Prerequisite: COM 545
COM 596
Transmedia Storytelling
Transmedia storytelling is the practice of designing, sharing, and participating in a cohesive story experience across multiple traditional and digital delivery platforms - for entertainment, advertising and marketing, or social change. The course provides student with a unique, authentic, and industry relevant learning opportunity. Students will have access to current theory, industry examples and advice, and will undertake learning activities that will equip them with the tools needed to start developing their own ideas.
Prerequisite: COM 588
COM 597
Entertainment Business Finance
The Entertainment Business Finance course focuses on the financial decisions and issues that face the entertainment industry professionals. During this course, students identify and evaluate entertainment business opportunities and projects using financial principles; they also learn how to raise the necessary finances to fund an entertainment company and/or project. Students develop financial projections, including startup funds and pro forma income statements for their chosen business. Additional topics in the course include the development of financial decision-making skills, financial planning, capital management, operations expense management and personal finance.
Prerequisite: COM 545
COM 598
Research Project
This course provides an in-depth look at one or more research topics in communication. Students will become familiar with current research, acquire specialized communication analysis skills, and learn how to conduct research. The intent of the course is to provide students with considerable expertise in an area of measurement that is currently a focus of research. Topics covered may vary from term to term.
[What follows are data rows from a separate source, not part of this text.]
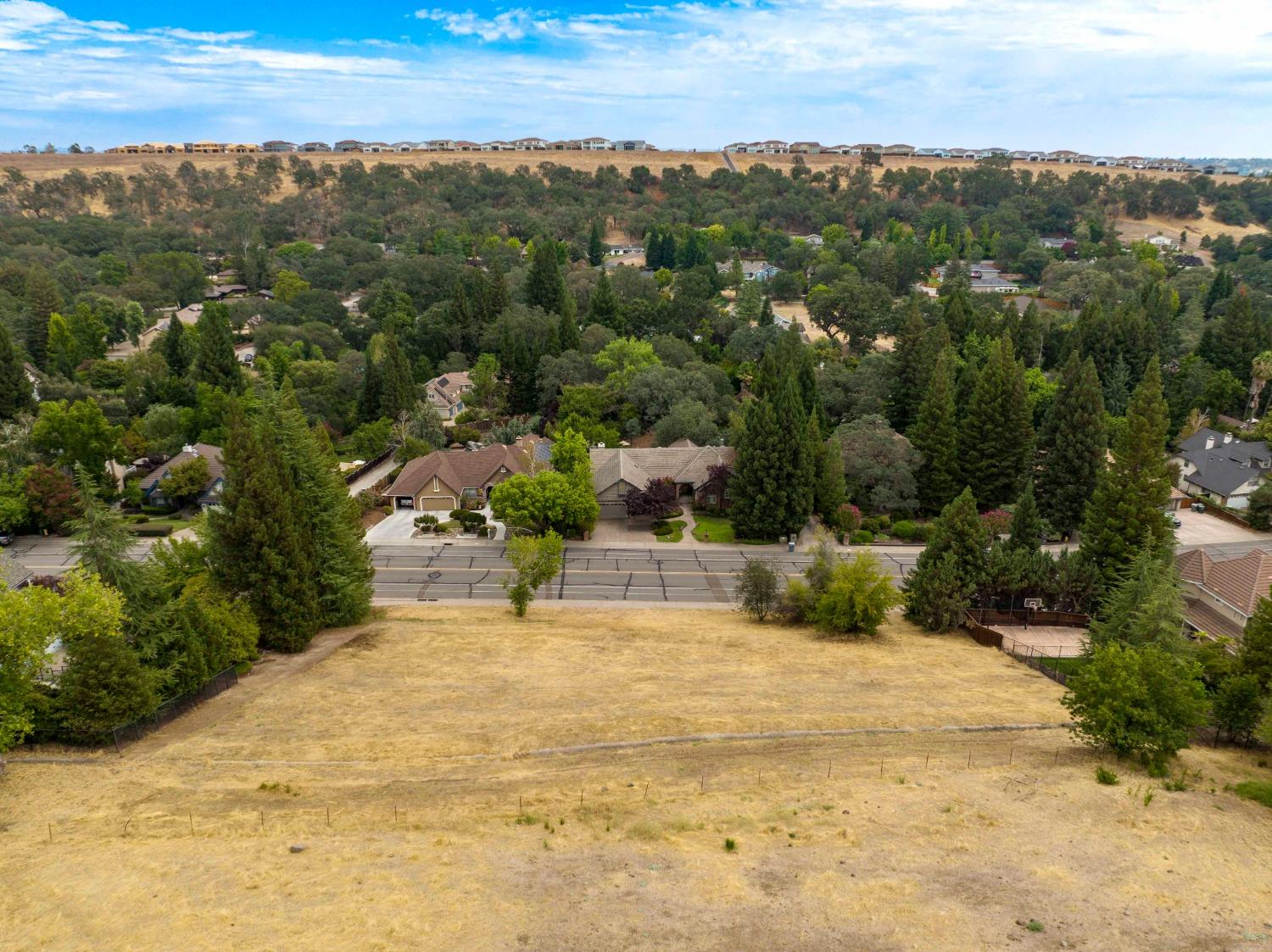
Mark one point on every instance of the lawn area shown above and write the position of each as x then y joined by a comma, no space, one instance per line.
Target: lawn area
714,529
457,778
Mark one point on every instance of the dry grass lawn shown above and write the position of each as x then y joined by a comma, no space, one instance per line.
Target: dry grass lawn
450,829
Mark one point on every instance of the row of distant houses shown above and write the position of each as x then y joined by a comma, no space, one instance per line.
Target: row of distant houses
1065,157
595,144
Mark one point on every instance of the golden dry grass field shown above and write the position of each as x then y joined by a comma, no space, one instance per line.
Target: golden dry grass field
450,827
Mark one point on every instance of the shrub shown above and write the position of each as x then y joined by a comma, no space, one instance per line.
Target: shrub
798,601
906,530
857,598
757,593
1107,777
847,517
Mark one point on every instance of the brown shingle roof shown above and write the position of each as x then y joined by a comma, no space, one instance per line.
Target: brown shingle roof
1239,581
213,454
460,470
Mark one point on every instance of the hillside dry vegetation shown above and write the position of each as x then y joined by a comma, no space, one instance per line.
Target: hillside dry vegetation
401,756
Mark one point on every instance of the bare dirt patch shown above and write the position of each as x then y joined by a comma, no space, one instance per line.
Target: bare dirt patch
399,763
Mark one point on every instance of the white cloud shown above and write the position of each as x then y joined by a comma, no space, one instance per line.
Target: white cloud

Prerequisite: Advisor's approval
COM 599
Research Thesis
A student accepted for the thesis option will work very closely with his/her thesis director. The student will have to examine a theoretical model related to communication, supported by an in-depth review of the relevant literature; the student should come up with research hypotheses or research questions. These hypotheses or questions will be examined/ tested through primary quantitative or qualitative research methods. The final draft of the thesis will be read and approved by a thesis committee. After the thesis is approved, it will have to be orally defended. All faculty members of the concerned department will be invited to attend the thesis defense. The final submitted thesis must be written in accordance with the style guidelines of APA publication.